The (H)TM theory is that the purpose of a column is to predict its input with one time step ahead, assuming other H(igher)TM layers or blocks are using the lower layers prediction for their own purpose (which is again, predicting their own input).
Which otherwise put, a TM learns to provide an output at time t that matches its input at time t+1, and since this is what it learns, then that must be its purpose or utility.
The problem with such perspective is there-s very limited use of anticipating future with a 10ms advance. (or how long it takes a signal to propagate across several layers in a mini column).
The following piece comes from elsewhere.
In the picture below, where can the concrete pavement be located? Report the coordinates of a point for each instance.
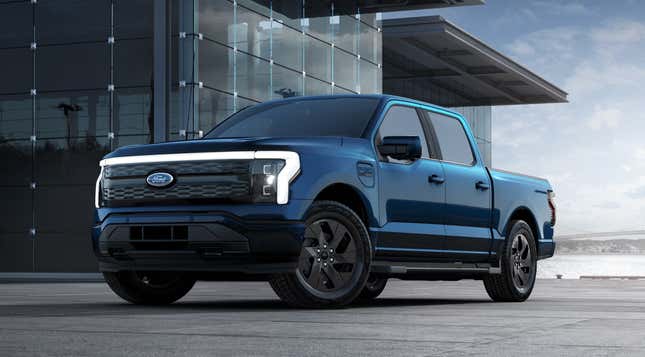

One might hope the upper TM would use this prediction to make a new 10+10 = 20ms prediction and so on. But wait, after 20 ms the lower level’s prediction is already obsolete! It takes 5 ms to propagate the inputs up… So there need to have 100s of layers on top of each other in order to predict future a few seconds ahead.
So what if whatever a TM column predicts is NOT what the upper layers really need (or not the most)?
What else is left to be desired (== useful) if not the input SDR at t+1?
And the only plausible answer is the overall cell activation state, because it is a generally useful representation of whatever happened during the (relatively) recent past. A cell out of N_cols x N_layers represents some spatio-temporal feature that is potentially useful.
The “nature” makes the assumption that whatever bit of information is useful to make a prediction 10ms ahead, then that bit is potentially relevant in other places too. Similarly to how convolution activations in CNN (learn to) expose local scale spatial features in an input image, a TM cell learns to expose spatio-temporal features.
A simple proof it is useful for other tasks is that some managed to train a sequence classifier on top of the global cell activation state. I think I’ve seen that in BrainBlocks.
Very similar to using an intermediate embedding of an image autoencoder to represent a “summary” of an image used for e.g. searching for similar images or as “world view” in training RL agents.
TLDR a TM block’s main purpose is to learn an useful encoding of the (relatively) long past, not to predict the immediate (t+1) future.
Learning to predict its own input at t+1 is the means by which it discovers patterns in the longer term (t-N) past, and for whoever wants to predict t+N future those patterns are much more useful than the future at t+1.